Tuesday, August 8, 2017

How We Know #14: Overview

In Chapter 11 Binswanger presents an overview of the history of philosophy. It is a striking contract of two perspectives on percepts, concepts, and knowledge. The major characters for one perspective are Aristotle and Ayn Rand. The major characters for the other are Plato, Descartes, and Kant.

The root of the clash between Aristotle and Plato lies in their opposed views on a fundamental.”

Aristotelians uphold the primacy of perception over conception: perceptual awareness precedes, and supplies the base for conceptual awareness; concepts are abstractions from perceptual material.”

Platonists assert the opposite position – i.e., the primacy of concepts over perception. Platonists claim that some or all concepts are grasped by some unspecifiable, ineffable form of awareness of ”universals” dwelling in another “higher” reality.”

Only extreme Platonists hold that the existence of percepts depends on concepts.

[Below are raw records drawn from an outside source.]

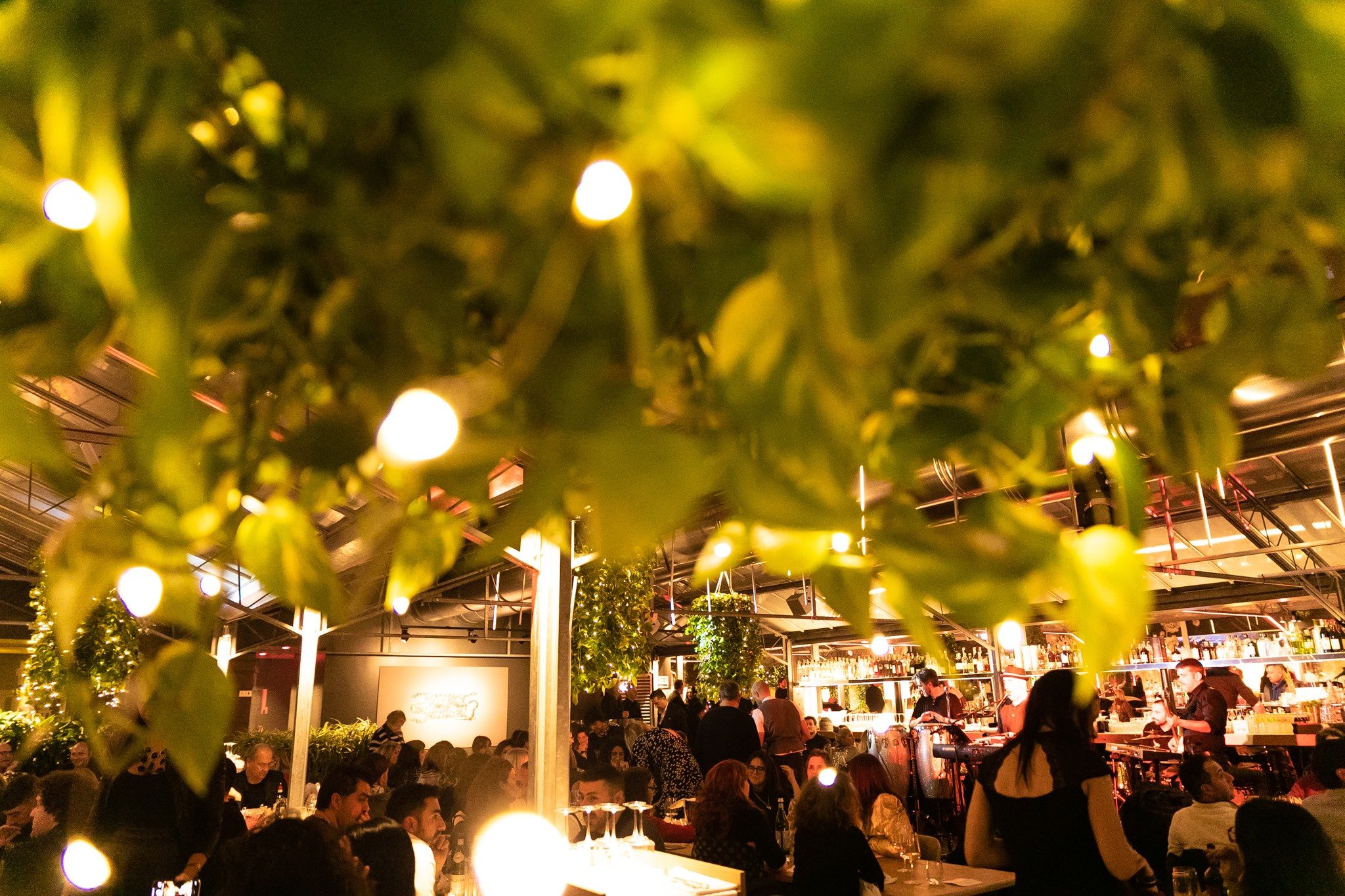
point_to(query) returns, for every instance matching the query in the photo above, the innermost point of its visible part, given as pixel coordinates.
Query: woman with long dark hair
(385, 848)
(1043, 806)
(881, 815)
(732, 832)
(830, 852)
(767, 786)
(1282, 849)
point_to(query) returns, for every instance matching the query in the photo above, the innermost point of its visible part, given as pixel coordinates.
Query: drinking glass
(934, 871)
(638, 840)
(1184, 882)
(911, 857)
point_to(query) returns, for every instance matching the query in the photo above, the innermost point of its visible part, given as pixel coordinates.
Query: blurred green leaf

E.g., Kant claims that perception is shaped by “categories of the intuition,” and in contemporary jargon, perception is theory-laden.” The result in either case is viewing perception as distorted, biased, “merely relative to us,” or not of “things as they are in themselves.”

The primacy of perception leads to a wider point: knowledge is essentially “bottom-up,” not “top-down.” Conceptual knowledge is acquired by building up from perceptual data.”

A later section, The Kantian Reversal, critiques the ideas of Immanuel Kant. “Kant reversed a crucial distinction, between the what and the how – between what one knows and how one knows it. Kant turns the means of awareness into the only objects of awareness” (385).

Chapter 11 is the last chapter, so this probably is my last post on How We Know.